What are the complications of decompressive craniectomy?

• Brain hernation though the opening: This wil result in localised pressure necrosis around the edges, as well as venous "pinching" and congestion of the whole hernated mass. The smaller the craniectomy, the greater the risk of this occurring.
• Delayed paradoxical herneation: This is a weird complication of lumbar puncture in a pre-cranioplasty patient. Essentially, the opening of a lumbar drain allows the CSF to leak freely out of the spinal canal; however because the cranium is open, there is no negative pressure fastening the brainstem into the skull, and it readily herneates through the foramen magnum, killing the patient.
• Subdural hygroma: This is a collection of CSF which forms under the operative site after a craniectomy is finalised. It seems about half of all patients end up with this, to some degree. Most disappear harmlessly; some persist and cause a mass effect.

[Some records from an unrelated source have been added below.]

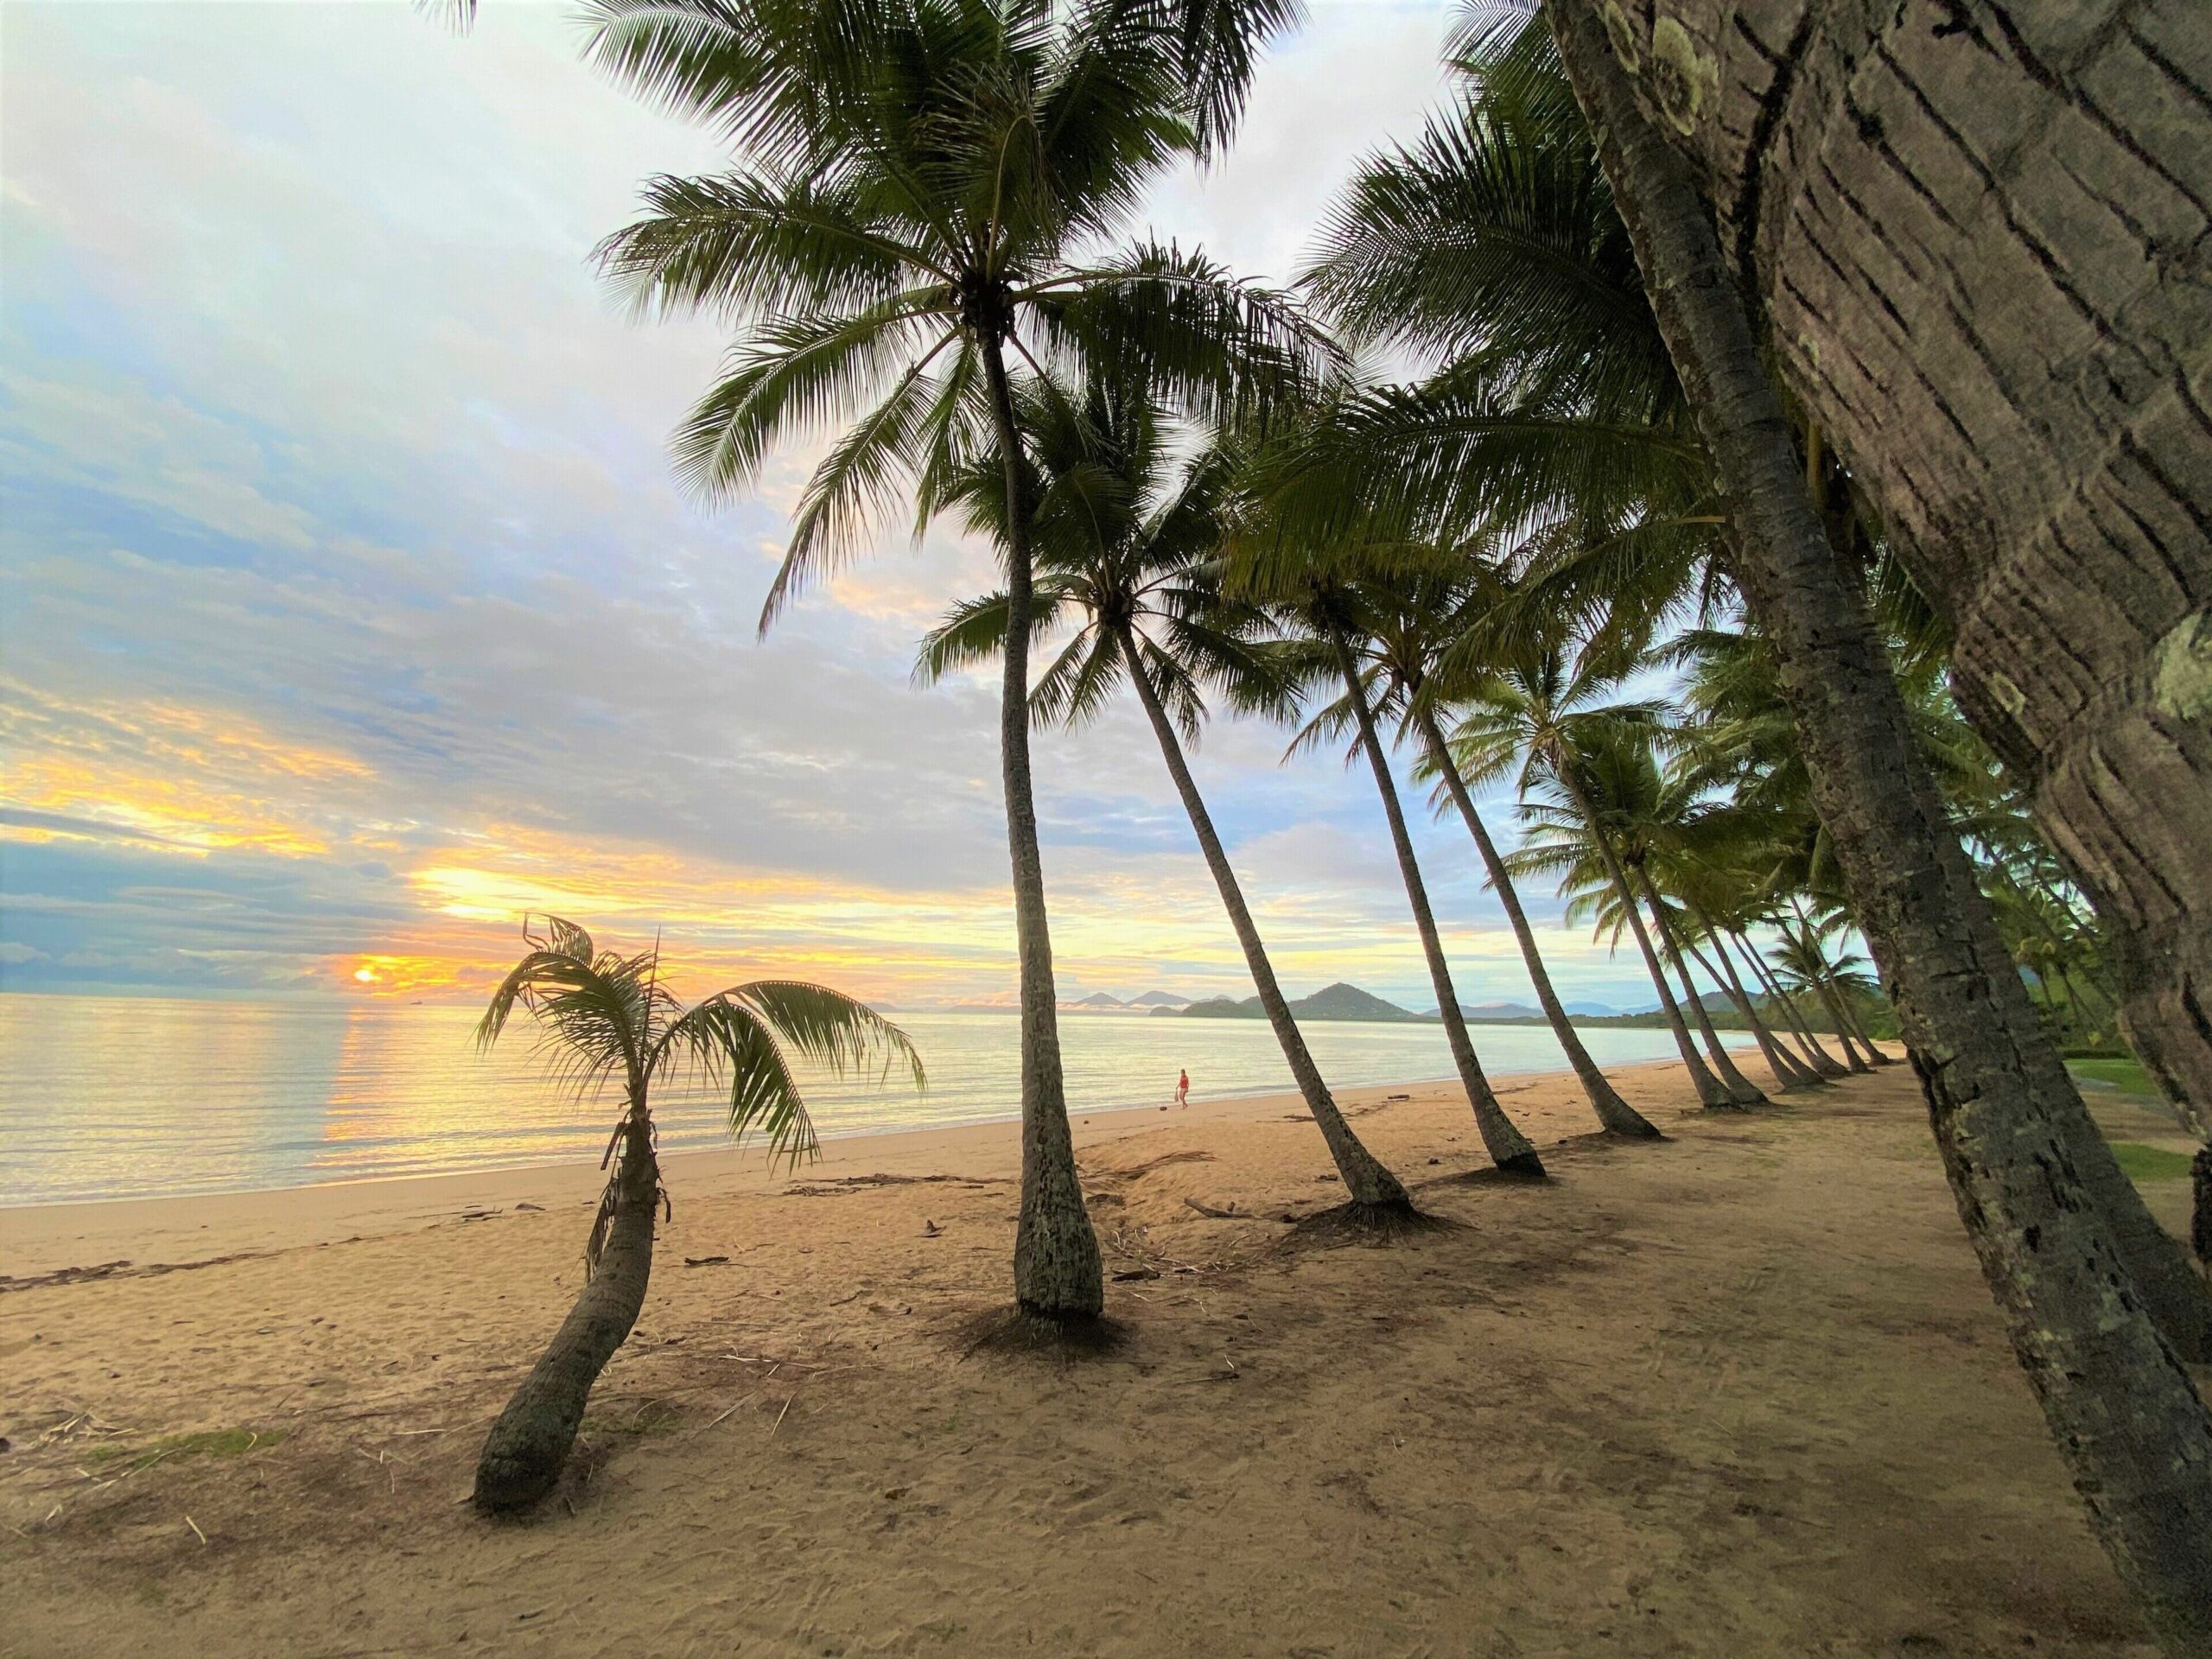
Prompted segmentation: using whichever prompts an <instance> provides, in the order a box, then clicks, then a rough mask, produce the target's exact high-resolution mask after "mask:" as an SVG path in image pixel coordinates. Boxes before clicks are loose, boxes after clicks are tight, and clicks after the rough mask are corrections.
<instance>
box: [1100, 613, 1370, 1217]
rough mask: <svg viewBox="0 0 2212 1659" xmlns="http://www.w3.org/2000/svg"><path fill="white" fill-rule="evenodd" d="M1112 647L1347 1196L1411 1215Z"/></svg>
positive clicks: (1235, 878)
mask: <svg viewBox="0 0 2212 1659" xmlns="http://www.w3.org/2000/svg"><path fill="white" fill-rule="evenodd" d="M1115 644H1119V648H1121V661H1124V664H1128V677H1130V681H1133V684H1135V686H1137V701H1139V703H1144V714H1146V719H1150V721H1152V737H1157V739H1159V752H1161V759H1166V761H1168V776H1172V779H1175V790H1177V794H1181V796H1183V812H1188V814H1190V830H1192V832H1194V834H1197V836H1199V852H1203V854H1206V867H1208V869H1210V872H1214V887H1219V889H1221V909H1225V911H1228V914H1230V927H1232V929H1234V931H1237V942H1239V945H1241V947H1243V953H1245V967H1248V969H1252V984H1254V989H1259V1004H1261V1006H1263V1009H1265V1011H1267V1024H1270V1026H1274V1040H1276V1042H1279V1044H1283V1060H1287V1062H1290V1075H1292V1077H1296V1079H1298V1093H1301V1095H1305V1108H1307V1110H1310V1113H1312V1115H1314V1124H1318V1126H1321V1139H1325V1141H1327V1144H1329V1157H1332V1159H1336V1172H1338V1175H1340V1177H1343V1179H1345V1192H1347V1194H1349V1197H1352V1203H1356V1206H1358V1208H1363V1210H1411V1208H1413V1201H1411V1199H1409V1197H1407V1192H1405V1186H1400V1181H1398V1177H1396V1175H1391V1172H1389V1170H1387V1168H1385V1166H1383V1161H1380V1159H1376V1155H1374V1152H1369V1150H1367V1148H1365V1146H1363V1144H1360V1137H1358V1135H1354V1133H1352V1124H1347V1121H1345V1115H1343V1113H1340V1110H1338V1108H1336V1102H1334V1099H1332V1097H1329V1086H1327V1084H1325V1082H1323V1077H1321V1066H1316V1064H1314V1055H1312V1053H1310V1051H1307V1046H1305V1035H1303V1033H1301V1031H1298V1022H1296V1020H1294V1018H1292V1013H1290V1002H1287V1000H1285V998H1283V987H1281V984H1276V978H1274V964H1272V962H1267V947H1265V945H1261V938H1259V927H1254V922H1252V911H1250V909H1248V907H1245V900H1243V889H1241V887H1239V885H1237V872H1234V869H1230V856H1228V852H1223V847H1221V836H1219V834H1214V818H1212V814H1210V812H1208V810H1206V801H1203V799H1201V796H1199V783H1197V779H1192V776H1190V763H1188V761H1186V759H1183V745H1181V741H1179V739H1177V737H1175V723H1172V721H1170V719H1168V710H1166V708H1161V703H1159V692H1157V690H1152V681H1150V677H1148V675H1146V672H1144V659H1141V655H1139V650H1137V639H1135V633H1133V630H1130V628H1126V626H1121V628H1115Z"/></svg>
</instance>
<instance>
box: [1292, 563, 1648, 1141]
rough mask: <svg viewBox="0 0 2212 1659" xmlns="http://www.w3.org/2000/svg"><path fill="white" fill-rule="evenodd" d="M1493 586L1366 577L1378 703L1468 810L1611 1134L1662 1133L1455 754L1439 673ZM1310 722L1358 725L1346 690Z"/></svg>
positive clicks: (1534, 980)
mask: <svg viewBox="0 0 2212 1659" xmlns="http://www.w3.org/2000/svg"><path fill="white" fill-rule="evenodd" d="M1493 586H1495V584H1493V582H1482V580H1480V577H1478V580H1475V582H1467V580H1458V577H1440V575H1418V577H1413V580H1409V582H1376V584H1365V586H1363V606H1360V613H1363V617H1365V619H1367V635H1365V637H1363V639H1360V646H1358V650H1360V657H1363V659H1365V661H1367V675H1369V681H1371V684H1369V690H1371V697H1374V712H1376V714H1378V717H1387V719H1396V721H1398V728H1400V732H1402V734H1407V737H1411V739H1413V752H1416V757H1418V763H1416V776H1433V779H1436V781H1438V792H1440V794H1442V799H1444V801H1449V805H1451V807H1453V810H1455V812H1458V814H1460V821H1462V823H1464V825H1467V834H1469V836H1473V843H1475V852H1478V854H1480V858H1482V869H1484V874H1486V876H1489V885H1491V891H1493V894H1498V902H1500V907H1502V909H1504V914H1506V922H1509V925H1511V927H1513V938H1515V942H1517V945H1520V953H1522V962H1524V964H1526V969H1528V984H1531V987H1533V989H1535V998H1537V1004H1540V1006H1542V1011H1544V1020H1546V1022H1548V1024H1551V1031H1553V1037H1557V1042H1559V1048H1562V1053H1566V1062H1568V1066H1571V1068H1573V1071H1575V1077H1577V1079H1579V1082H1582V1091H1584V1095H1588V1099H1590V1108H1593V1110H1595V1113H1597V1121H1599V1126H1601V1128H1604V1130H1606V1133H1608V1135H1621V1137H1626V1139H1659V1130H1657V1128H1652V1126H1650V1121H1648V1119H1646V1117H1644V1115H1641V1113H1639V1110H1637V1108H1635V1106H1630V1104H1628V1102H1626V1099H1621V1095H1619V1091H1617V1088H1615V1086H1613V1084H1610V1082H1608V1079H1606V1073H1604V1071H1601V1068H1599V1064H1597V1062H1595V1060H1593V1057H1590V1051H1588V1048H1586V1046H1584V1042H1582V1033H1577V1031H1575V1024H1573V1020H1568V1015H1566V1006H1564V1004H1562V1002H1559V993H1557V991H1555V989H1553V982H1551V973H1548V971H1546V969H1544V953H1542V951H1540V949H1537V942H1535V929H1533V927H1531V925H1528V914H1526V911H1524V909H1522V902H1520V891H1517V889H1515V887H1513V874H1511V872H1509V869H1506V860H1504V856H1502V854H1500V852H1498V843H1495V841H1491V832H1489V825H1484V821H1482V814H1480V812H1478V810H1475V799H1473V794H1471V792H1469V790H1467V779H1462V776H1460V768H1458V763H1455V761H1453V759H1451V745H1449V743H1447V741H1444V728H1442V723H1440V719H1438V703H1440V701H1447V699H1449V681H1447V679H1440V677H1438V675H1440V668H1438V664H1440V659H1442V657H1444V655H1447V646H1449V644H1451V641H1453V639H1458V637H1460V635H1462V633H1464V630H1467V626H1469V617H1471V615H1478V613H1482V611H1484V604H1486V591H1489V588H1493ZM1491 597H1493V595H1491ZM1307 730H1310V732H1312V734H1314V737H1332V739H1340V737H1347V734H1356V723H1354V714H1352V703H1349V699H1347V697H1338V699H1336V701H1334V703H1332V706H1329V708H1325V710H1323V712H1321V714H1316V717H1314V721H1312V726H1310V728H1307Z"/></svg>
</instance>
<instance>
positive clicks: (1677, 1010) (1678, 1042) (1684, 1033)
mask: <svg viewBox="0 0 2212 1659" xmlns="http://www.w3.org/2000/svg"><path fill="white" fill-rule="evenodd" d="M1557 774H1559V787H1564V790H1566V796H1568V801H1573V803H1575V812H1577V814H1582V825H1584V827H1586V830H1588V832H1590V841H1593V843H1595V845H1597V854H1599V858H1604V863H1606V876H1608V878H1610V880H1613V891H1615V894H1619V898H1621V916H1626V918H1628V931H1630V933H1635V938H1637V949H1639V951H1641V953H1644V971H1646V973H1650V975H1652V989H1657V991H1659V1006H1661V1011H1663V1013H1666V1024H1668V1031H1672V1033H1674V1051H1677V1053H1679V1055H1681V1066H1683V1071H1688V1073H1690V1084H1692V1086H1694V1088H1697V1099H1699V1104H1701V1106H1705V1108H1708V1110H1728V1108H1730V1106H1734V1102H1732V1099H1730V1097H1728V1088H1725V1086H1723V1084H1721V1079H1719V1077H1714V1075H1712V1071H1710V1068H1708V1066H1705V1062H1703V1060H1699V1057H1697V1044H1694V1042H1692V1040H1690V1026H1686V1024H1683V1020H1681V1006H1679V1004H1677V1002H1674V993H1672V991H1670V989H1668V982H1666V969H1663V967H1661V964H1659V951H1655V949H1652V936H1650V933H1646V931H1644V911H1641V909H1639V907H1637V894H1635V887H1630V885H1628V872H1626V869H1621V856H1619V854H1617V852H1615V849H1613V838H1610V836H1608V834H1606V830H1604V825H1599V821H1597V810H1595V807H1593V805H1590V796H1588V794H1586V792H1584V787H1582V779H1577V776H1575V768H1573V765H1562V768H1557Z"/></svg>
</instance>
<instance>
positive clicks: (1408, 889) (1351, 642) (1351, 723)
mask: <svg viewBox="0 0 2212 1659" xmlns="http://www.w3.org/2000/svg"><path fill="white" fill-rule="evenodd" d="M1270 611H1272V613H1274V617H1276V624H1279V626H1281V628H1283V630H1285V641H1287V644H1290V646H1292V650H1290V653H1287V655H1290V659H1292V661H1296V664H1301V668H1303V672H1305V677H1310V679H1312V681H1316V684H1327V681H1329V679H1332V677H1334V679H1336V684H1340V686H1343V706H1340V712H1338V714H1336V717H1329V714H1323V717H1321V719H1318V721H1314V723H1310V726H1307V728H1305V730H1303V732H1301V734H1298V739H1296V741H1294V743H1292V752H1294V754H1296V752H1298V750H1301V748H1307V745H1312V743H1316V741H1318V739H1321V737H1323V734H1325V732H1329V730H1340V728H1343V726H1345V723H1349V728H1352V732H1354V748H1356V752H1360V754H1365V757H1367V765H1369V770H1371V772H1374V781H1376V794H1378V796H1380V799H1383V818H1385V821H1387V823H1389V838H1391V849H1394V852H1396V854H1398V876H1400V880H1402V883H1405V898H1407V905H1409V907H1411V909H1413V931H1416V933H1420V953H1422V958H1425V960H1427V964H1429V987H1431V989H1433V991H1436V1015H1438V1020H1442V1024H1444V1042H1447V1044H1449V1048H1451V1062H1453V1066H1455V1068H1458V1073H1460V1084H1462V1086H1464V1088H1467V1102H1469V1106H1473V1113H1475V1130H1478V1133H1480V1135H1482V1146H1484V1150H1486V1152H1489V1155H1491V1164H1495V1166H1498V1168H1500V1170H1506V1172H1509V1175H1526V1177H1540V1175H1544V1159H1542V1157H1540V1155H1537V1150H1535V1146H1533V1144H1531V1141H1528V1137H1526V1135H1524V1133H1522V1130H1520V1126H1517V1124H1515V1121H1513V1119H1511V1117H1509V1115H1506V1108H1504V1106H1500V1104H1498V1093H1495V1091H1493V1088H1491V1079H1489V1077H1486V1075H1484V1073H1482V1060H1480V1057H1478V1055H1475V1044H1473V1037H1469V1035H1467V1018H1464V1015H1462V1013H1460V993H1458V991H1455V989H1453V982H1451V962H1449V960H1447V958H1444V938H1442V933H1440V931H1438V927H1436V911H1433V909H1431V907H1429V885H1427V883H1425V880H1422V876H1420V860H1418V858H1416V856H1413V836H1411V832H1409V830H1407V823H1405V807H1402V805H1400V801H1398V781H1396V776H1394V774H1391V765H1389V750H1387V748H1385V745H1383V737H1380V730H1378V728H1376V714H1374V706H1371V701H1369V686H1367V681H1369V668H1365V666H1363V664H1360V655H1358V646H1356V641H1360V639H1365V637H1367V635H1369V617H1367V615H1363V604H1360V595H1358V591H1356V588H1354V586H1352V584H1345V582H1334V580H1312V582H1305V584H1303V591H1296V593H1294V595H1290V593H1287V595H1279V597H1276V599H1274V602H1272V604H1270ZM1345 714H1349V721H1345V719H1343V717H1345Z"/></svg>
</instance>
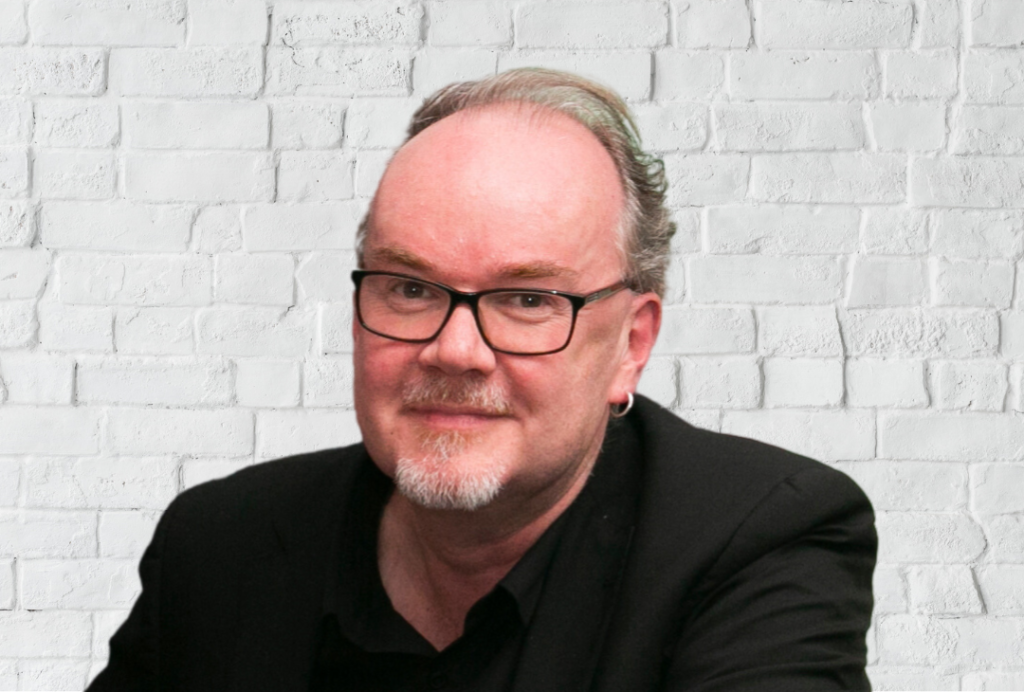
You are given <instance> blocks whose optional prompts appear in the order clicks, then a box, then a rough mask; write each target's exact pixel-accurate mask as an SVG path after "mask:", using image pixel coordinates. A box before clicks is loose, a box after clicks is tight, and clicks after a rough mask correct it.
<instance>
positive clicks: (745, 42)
mask: <svg viewBox="0 0 1024 692" xmlns="http://www.w3.org/2000/svg"><path fill="white" fill-rule="evenodd" d="M676 10H677V14H676V32H677V35H678V37H679V41H678V43H679V45H682V46H686V47H687V48H745V47H746V46H748V45H749V44H750V42H751V14H750V9H749V8H748V6H746V3H745V2H744V1H743V0H690V1H689V2H684V3H679V4H677V5H676Z"/></svg>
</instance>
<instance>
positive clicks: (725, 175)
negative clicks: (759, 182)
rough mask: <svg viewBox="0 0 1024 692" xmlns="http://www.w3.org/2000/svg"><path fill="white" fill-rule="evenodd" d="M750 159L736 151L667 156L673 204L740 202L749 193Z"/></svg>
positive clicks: (683, 204) (715, 203) (698, 205)
mask: <svg viewBox="0 0 1024 692" xmlns="http://www.w3.org/2000/svg"><path fill="white" fill-rule="evenodd" d="M750 169H751V162H750V160H749V159H748V158H746V157H743V156H734V155H714V154H689V155H685V156H676V155H673V156H668V157H666V158H665V172H666V175H667V177H668V178H669V191H668V196H667V201H668V204H669V205H670V206H701V205H716V204H728V203H730V202H739V201H740V200H742V199H743V198H744V197H745V196H746V181H748V177H749V176H750Z"/></svg>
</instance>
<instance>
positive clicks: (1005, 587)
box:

• Infection: The risk of this is abut 3-7%, with perioperative antibiotics. Bone flap osteomyelitis is more rare, but much more disturbing.
• Bleeding: A non-specific surgical complication.
• Post-traumatic hydrocephalus: In general, people who have decompressive craniectomy tend to develop this about 4 times as often as people who are managed non-surgicaly. However, people who end up needing decompression probably also had a more severe head injury. Potentially, some sort of arachnoid granulation injury could be the aetiological cause of this complication.
• Syndrome of the Trephined, or "Sinking Flap Syndrome": This is a long-term complication, associated with poor cognitive performance, memory loss, irritability, headaches and dizzyness. Nobody actually knows what causes it, but people tend to blame the fact that the brain is exposed to atmospheric pressure, and is thus subject to unusual changes of surface perfusion. These problems tend to resolve after cranioplasty.
• Bone resorption: After you have carefully positioned your bone flap and closed the patient's scalp, you may find to your dismay that within months the flap is gone. Where did it go? It was gobbled up by osteoclasts, as any stray piece of dead bone would be. Synthetic cranioplasty may be the answer to this problem, especially if the flap is in many pieces.